La semaine dernière, sur le groupe Whatsapp nous avons discuté de l'impact de l'agenda politique sur les enfants. Suite à la tentative de coup d'Etat, les professeurs mettent en scène des pièces de théâtre à l'école où les enfants font semblant de mourir. Pour la campagne du référendum, les parents font de la propagande en prenant des vidéos de leurs enfants pour le oui ou le non. Est-ce nouveau ? Pas vraiment, les enfants sont depuis longtemps exposés au nationalisme. Petits, nous avons pleuré pour Ataturk même si nous ne le connaissions pas. Suite à la discussion, nous avons publié un article avec les témoignages des gens et une mise en contexte. Tout le monde accuse le parti au pouvoir ou la tentative de coup d'Etat pour ce qui se passe maintenant mais le système éducatif a toujours fonctionné ainsi, même si ce n'était pas aussi violent auparavant. Dans un autre groupe, nous travaillons sur un dictionnaire de langue kurde regroupant les termes utilisés par le mouvement politique kurde. Nous avons déjà sur notre site un dictionnaire des mots et expressions fréquemment prononcés par Recep Tayyip Erdogan.

Est-ce que vous utilisez aussi Whatsapp pour diffuser de l'information ?
Oui, nous publions un résumé de l'actualité de la journée chaque soir, c'est le « rapport Z ».

Vous utilisez aussi l'application de vidéo en direct Periscope ?
Oui, pour nous, c'est un outil de « guérilla documentaire ». Nous avons récemment été sur le site de construction du troisième aéroport d'Istanbul. Nous avons filmé des centaines de camions remplissant des petits lacs avec des gravas. Leur objectif est de détruire l'écosystème des lacs pour que les oiseaux ne viennent plus et ne perturbent pas le futur passage des avions dans la zone.
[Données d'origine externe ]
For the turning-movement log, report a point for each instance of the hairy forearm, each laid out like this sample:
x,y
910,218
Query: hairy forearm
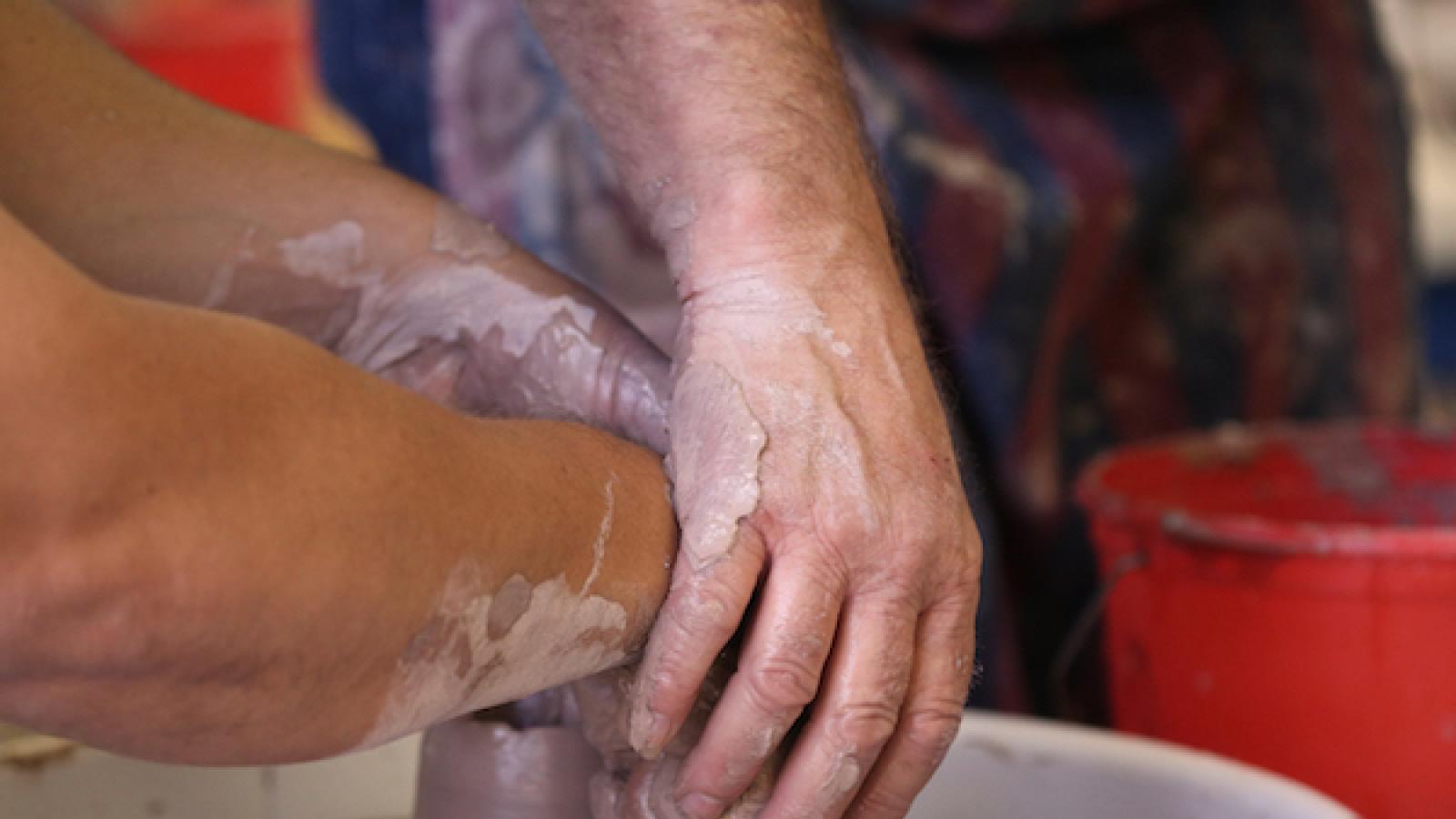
x,y
223,545
732,126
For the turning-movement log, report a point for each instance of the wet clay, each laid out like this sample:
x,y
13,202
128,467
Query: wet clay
x,y
484,649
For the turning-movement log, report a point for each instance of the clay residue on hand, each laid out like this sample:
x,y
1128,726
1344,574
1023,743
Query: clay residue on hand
x,y
717,443
451,296
509,605
484,649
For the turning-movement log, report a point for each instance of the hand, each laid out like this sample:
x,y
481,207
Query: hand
x,y
632,787
484,327
808,450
Avez-vous reçu des pressions de la police ou de l'Etat ?
De manière surprenante, non. La raison est peut-être que nous restons très factuels et que nous faisons attention aux mots que nous utilisons. Si on voit que la police frappe quelqu'un on le dit, mais s'il n'y a pas de violence physique on n'utilise pas le mot « frapper », on dit « intervenir ». De nombreux médias d'opposition mettent de l'huile sur le feu dans leur couverture. Nous essayons de ne pas de provoquer les gens et nous ne mettons pas un titre sexy pour que les lecteurs soient énervés.

Comment voyez-vous la situation de la presse actuellement ?
La fermeture de nombreux médias n'est pas surprenante, c'était une stratégie attendue et le pire est peut-être encore à venir. Pour 140 Journos, je suis plutôt optimiste sur le fait que nous ne serons pas fermés ou arrêtés car nous ne représentons par une identité ou une idéologie précise comme de nombreux médias d'opposition.

Quel impact peut avoir le référendum du 16 avril ?

Tout ce qui est lié à ce référendum est très nuisible pour la Turquie et va encore plus polariser la société. Nous discutons beaucoup de son impact dans notre équipe. Je pense que le vote aura des conséquences négatives pour les médias dans les deux cas mais rien n'est sûr. En cas de victoire du Non, que fera le gouvernement ? Il pourrait appeler à des élections anticipées ou à un second référendum et cela engendrerait encore plus de pressions contre les journalistes. C'est ce qui s'est passé après les élections législatives de juin 2015.